Civic engagement. “We have a student debt bill. A bill to keep the best provisions of ACA if it’s repealed. People need to take an active role in what’s going on here. And get educated on who’s actually working for them. There’s a lot that’s bad for people in the governor’s budget. It’s trickle-down economics. Tax cuts for the rich. Where’s the economic opportunity?”

I can tell when conversation has touched on the senator’s own core values. He’s more natural, more animated. His sentences come faster, easier. It happens twice as often as I’m used to with elected officials, half as often as I’d like to see. I have a sense he’d sooner be back in that Loggers t-shirt. I have a sense he knows who he is. But who to be next is a question that troubles anyone tossed among large forces. I want him to hold on.

I ask him what Democrats are doing wrong. What they could be doing better.
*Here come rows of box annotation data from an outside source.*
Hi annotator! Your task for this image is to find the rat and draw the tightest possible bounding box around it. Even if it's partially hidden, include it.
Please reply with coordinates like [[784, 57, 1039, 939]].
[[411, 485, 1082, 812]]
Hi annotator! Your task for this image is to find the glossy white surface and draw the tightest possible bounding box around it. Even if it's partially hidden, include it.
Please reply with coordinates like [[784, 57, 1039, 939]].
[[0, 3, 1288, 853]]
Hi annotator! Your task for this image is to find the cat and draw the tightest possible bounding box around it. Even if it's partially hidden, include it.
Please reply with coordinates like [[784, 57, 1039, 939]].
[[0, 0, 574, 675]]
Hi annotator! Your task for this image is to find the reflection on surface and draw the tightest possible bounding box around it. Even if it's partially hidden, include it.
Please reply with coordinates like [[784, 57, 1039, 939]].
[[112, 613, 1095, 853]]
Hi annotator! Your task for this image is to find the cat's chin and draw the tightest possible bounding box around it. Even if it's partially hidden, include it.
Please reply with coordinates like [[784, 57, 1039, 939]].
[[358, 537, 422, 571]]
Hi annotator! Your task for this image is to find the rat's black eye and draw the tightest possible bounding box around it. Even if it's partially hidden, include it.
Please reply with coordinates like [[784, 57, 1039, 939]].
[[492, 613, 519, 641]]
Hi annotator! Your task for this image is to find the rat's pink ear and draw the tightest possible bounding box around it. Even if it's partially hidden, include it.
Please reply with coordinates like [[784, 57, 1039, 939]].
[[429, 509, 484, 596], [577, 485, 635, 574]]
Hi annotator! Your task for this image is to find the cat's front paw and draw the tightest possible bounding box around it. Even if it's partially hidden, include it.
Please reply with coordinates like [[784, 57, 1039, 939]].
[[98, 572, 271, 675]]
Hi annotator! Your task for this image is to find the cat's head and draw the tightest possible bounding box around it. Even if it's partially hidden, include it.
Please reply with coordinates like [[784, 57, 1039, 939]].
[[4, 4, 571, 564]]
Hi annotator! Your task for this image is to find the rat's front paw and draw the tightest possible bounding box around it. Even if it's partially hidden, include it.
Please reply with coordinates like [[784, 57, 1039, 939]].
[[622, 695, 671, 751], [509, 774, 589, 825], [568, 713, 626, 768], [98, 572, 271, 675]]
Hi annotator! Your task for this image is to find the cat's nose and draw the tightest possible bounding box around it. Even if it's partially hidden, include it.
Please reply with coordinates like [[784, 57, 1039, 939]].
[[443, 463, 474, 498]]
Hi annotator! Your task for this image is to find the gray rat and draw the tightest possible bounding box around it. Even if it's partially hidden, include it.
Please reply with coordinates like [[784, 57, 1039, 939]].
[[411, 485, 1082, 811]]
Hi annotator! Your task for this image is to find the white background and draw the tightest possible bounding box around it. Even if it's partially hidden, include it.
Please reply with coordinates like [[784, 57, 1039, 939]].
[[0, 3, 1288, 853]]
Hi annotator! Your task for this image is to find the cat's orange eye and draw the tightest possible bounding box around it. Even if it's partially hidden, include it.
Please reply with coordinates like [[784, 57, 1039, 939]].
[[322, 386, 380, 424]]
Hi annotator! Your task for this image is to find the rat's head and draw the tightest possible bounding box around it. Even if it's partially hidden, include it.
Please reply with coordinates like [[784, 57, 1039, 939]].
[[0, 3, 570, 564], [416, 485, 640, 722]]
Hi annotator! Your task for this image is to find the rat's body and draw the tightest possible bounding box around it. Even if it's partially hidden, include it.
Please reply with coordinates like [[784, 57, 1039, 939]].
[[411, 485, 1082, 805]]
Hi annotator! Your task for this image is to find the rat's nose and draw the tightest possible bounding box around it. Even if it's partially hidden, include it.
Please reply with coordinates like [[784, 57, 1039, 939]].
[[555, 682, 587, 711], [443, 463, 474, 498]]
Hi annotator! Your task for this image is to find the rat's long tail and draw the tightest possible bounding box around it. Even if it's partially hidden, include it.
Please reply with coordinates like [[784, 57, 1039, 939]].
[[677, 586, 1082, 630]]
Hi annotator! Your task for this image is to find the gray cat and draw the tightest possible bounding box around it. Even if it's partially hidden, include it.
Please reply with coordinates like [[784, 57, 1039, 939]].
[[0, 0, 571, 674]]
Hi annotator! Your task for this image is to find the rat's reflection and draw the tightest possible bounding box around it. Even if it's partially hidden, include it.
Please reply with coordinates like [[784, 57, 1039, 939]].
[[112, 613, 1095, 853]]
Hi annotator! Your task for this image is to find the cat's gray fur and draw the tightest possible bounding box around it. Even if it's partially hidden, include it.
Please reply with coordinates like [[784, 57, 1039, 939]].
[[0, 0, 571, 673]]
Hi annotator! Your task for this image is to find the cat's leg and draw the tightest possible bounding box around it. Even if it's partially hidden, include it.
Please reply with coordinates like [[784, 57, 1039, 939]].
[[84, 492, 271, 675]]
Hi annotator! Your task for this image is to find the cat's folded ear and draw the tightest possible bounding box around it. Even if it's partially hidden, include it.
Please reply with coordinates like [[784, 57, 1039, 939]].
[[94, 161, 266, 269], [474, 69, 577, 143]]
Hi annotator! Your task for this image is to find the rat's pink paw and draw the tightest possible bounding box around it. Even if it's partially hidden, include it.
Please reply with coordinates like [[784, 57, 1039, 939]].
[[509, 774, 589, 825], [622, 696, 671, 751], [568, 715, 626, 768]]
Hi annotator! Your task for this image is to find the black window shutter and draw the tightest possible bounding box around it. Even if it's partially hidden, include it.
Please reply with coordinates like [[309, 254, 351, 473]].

“You have to stand up for working people if you want them to vote for you,” he begins, having already once wondered aloud if the party is torn between its base and its big business ties. “You think they’re uneducated and not paying attention, but they know something’s wrong when they keep seeing premiums go up. When it’s the end of the month and they’re in the red. You need to start reaching out to people across the state. Don’t just cater to the people who show up in the State House.”

“Working people aren’t showing up in the State House,” he says, “because they’re working,” and is momentarily quiet as he perhaps tries to reconcile this observation with his own thunderous charge to the average citizen, a few minutes earlier, to “take an active role.” He knows what stands in their way. Work, sure, but also that old warning: Shut your mouth and keep your head down or you’ll be made an example of.

When he described to me how he’d agonized before finally deciding to take part in that dramatic border protest, I had an idea of how hard a mentality it can be to overcome. But he suggests that the future depends on more people in hard-up places overcoming it. Making that kind of decision. Because otherwise, he predicts, “all they’ll hear from Republicans is ‘Blame everyone below you, never look at the top.’ And that’s what they’ll do.”

I have no idea what he says to hometown constituents when they cross paths at the grocery store and it’s off the record. I’m guessing, more and more, it has to do with looking at the top. And right now that may be all the magic we need.